Para comprobar esto basta con que usted visite un centro comercial, una universidad o una de esas colonias o edificios departamentales que venden un todo integrado que le dice a los amantes del agobio que ya no necesitan salir de ahí. Ahí tiene todo: restaurantes, cafeterías, gimnasios, oficinas, tiendas, bancos, tintorerías, servicios y demás menesteres. Lo único que falta es que pongan un letrero que diga que diseñan y construyen, conscientes de que la Masa necesita poblar su soledad con la soledad del otro.

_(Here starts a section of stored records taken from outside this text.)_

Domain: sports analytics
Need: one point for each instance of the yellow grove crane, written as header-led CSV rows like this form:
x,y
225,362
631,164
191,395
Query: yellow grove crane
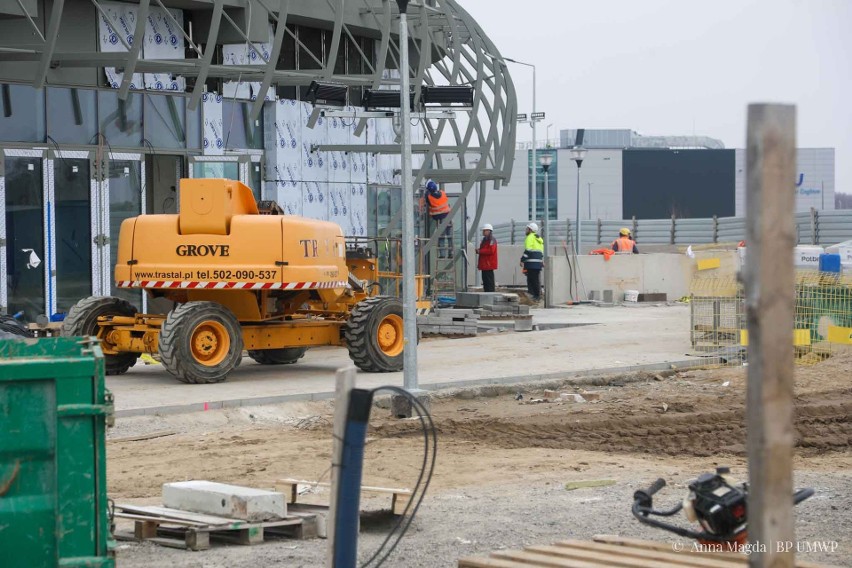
x,y
272,284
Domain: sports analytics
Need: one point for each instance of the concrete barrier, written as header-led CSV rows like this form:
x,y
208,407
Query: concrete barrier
x,y
671,274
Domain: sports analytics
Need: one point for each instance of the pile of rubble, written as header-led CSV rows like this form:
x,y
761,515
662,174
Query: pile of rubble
x,y
492,305
448,321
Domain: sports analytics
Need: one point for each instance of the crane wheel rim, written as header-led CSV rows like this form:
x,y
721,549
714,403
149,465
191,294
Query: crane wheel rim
x,y
390,335
210,343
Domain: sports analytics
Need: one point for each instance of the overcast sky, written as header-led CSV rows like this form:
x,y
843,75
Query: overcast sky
x,y
678,67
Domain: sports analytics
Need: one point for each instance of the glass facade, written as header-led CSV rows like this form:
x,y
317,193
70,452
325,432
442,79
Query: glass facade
x,y
125,200
21,114
552,187
102,156
120,122
73,209
72,116
25,236
239,129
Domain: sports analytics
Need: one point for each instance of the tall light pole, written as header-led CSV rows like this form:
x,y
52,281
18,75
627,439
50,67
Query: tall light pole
x,y
409,292
578,154
534,118
546,159
589,199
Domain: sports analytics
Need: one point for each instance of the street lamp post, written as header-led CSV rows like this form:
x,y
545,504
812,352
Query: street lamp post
x,y
578,154
589,199
409,291
546,159
534,118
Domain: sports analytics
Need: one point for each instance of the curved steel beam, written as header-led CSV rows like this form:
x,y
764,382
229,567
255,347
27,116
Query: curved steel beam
x,y
334,48
49,43
277,42
133,54
209,49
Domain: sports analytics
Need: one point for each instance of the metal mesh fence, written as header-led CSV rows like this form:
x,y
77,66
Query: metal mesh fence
x,y
822,325
812,228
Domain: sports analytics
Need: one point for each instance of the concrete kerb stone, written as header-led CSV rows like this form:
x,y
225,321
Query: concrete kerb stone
x,y
503,384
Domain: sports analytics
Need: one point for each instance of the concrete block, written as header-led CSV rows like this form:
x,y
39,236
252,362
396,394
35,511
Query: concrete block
x,y
402,407
231,501
523,323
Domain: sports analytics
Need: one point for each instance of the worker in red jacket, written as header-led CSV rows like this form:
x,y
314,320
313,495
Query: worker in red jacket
x,y
487,252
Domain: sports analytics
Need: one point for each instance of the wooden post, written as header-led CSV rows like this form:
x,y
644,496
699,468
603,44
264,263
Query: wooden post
x,y
345,378
770,300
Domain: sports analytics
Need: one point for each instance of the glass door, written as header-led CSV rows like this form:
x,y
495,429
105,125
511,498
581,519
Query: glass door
x,y
247,168
72,236
24,272
125,193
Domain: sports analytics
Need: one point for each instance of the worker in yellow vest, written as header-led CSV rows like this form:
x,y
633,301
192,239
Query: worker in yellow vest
x,y
624,242
439,208
532,261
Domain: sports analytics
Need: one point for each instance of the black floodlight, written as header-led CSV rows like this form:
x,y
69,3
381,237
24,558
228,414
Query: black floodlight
x,y
384,98
446,96
327,94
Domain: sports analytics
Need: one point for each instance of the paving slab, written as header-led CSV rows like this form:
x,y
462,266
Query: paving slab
x,y
620,339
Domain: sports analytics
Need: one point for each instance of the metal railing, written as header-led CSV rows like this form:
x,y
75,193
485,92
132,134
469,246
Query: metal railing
x,y
812,228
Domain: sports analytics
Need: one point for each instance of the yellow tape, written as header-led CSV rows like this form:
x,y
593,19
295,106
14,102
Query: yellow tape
x,y
708,263
842,335
801,337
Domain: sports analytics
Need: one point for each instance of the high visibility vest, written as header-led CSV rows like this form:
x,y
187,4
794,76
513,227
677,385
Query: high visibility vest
x,y
625,244
533,256
439,205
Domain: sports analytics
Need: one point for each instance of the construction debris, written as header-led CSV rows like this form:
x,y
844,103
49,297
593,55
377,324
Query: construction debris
x,y
224,500
572,485
492,304
449,321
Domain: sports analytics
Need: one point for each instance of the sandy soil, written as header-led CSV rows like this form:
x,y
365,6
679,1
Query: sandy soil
x,y
503,462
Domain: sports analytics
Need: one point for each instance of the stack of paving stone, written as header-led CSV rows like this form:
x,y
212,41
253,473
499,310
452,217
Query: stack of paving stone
x,y
448,321
492,304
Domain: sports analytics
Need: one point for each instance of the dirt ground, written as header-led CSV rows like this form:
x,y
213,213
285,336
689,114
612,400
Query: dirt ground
x,y
502,463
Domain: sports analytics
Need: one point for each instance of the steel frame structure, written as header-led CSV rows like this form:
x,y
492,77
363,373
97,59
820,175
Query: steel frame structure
x,y
450,48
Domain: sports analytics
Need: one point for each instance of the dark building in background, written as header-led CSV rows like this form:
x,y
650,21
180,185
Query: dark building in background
x,y
686,183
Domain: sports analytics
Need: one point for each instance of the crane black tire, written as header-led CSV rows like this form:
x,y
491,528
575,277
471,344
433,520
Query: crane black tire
x,y
14,327
362,334
82,320
283,356
200,342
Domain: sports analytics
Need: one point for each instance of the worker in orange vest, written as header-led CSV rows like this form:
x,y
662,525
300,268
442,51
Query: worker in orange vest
x,y
624,242
439,208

Los amantes del agobio viven buscando el bien-estar y no el bien-ser. Son hombres light convencidos de que van a lograr resultado sin esfuerzo. Amantes de las soluciones fáciles. De las fórmulas que les permiten adelgazar comiendo; ser bellos sin dejar de ser feos; usar ropa que seguramente va a hacer de ellos unos seres excepcionales, lo que terminará promoviendo su ascenso social y laboral, aun cuando la realidad les demuestre lo contrario.

He firmado tantas solicitudes de empleo que siento que me están pidiendo autógrafos, me decía un joven que pensaba que al salir de la universidad, todo iba a ser más fácil. Fácil era la burbuja en la que lo tenían sus padres. Le recomendé que se tomará un tiempo para analizar y evaluar qué era lo que estaba ofreciendo al mercado y que lo que este le demandaba a él. Su respuesta fue contundente: tiempo es lo único que no tengo.

La realidad es que este muchacho, como muchos de nosotros, deberá aprender a estar consigo mismo para observarse, escucharse, saberse, pensarse... Inteligente no es el que piensa más, es el que se piensa más. En otras palabras; si no aprendes a dirigir lo que eres, lo que eres te dirigirá a ti.

La realidad es que más allá de si nos vemos o no en la necesidad de vivir en una megalópolis con su inevitable olor a multitud, debemos aprender a aislarnos de todo y de todos para dedicarle un tiempo a la reflexión, que es la más sublime e importante forma de acción.
Nos leemos en el siguiente artículo. 

1 comentario:

  1. Hoy volví a leer este ensayo tuyo y me nace la necesidad de agradecerte y felicitarte. Es una excelente pieza.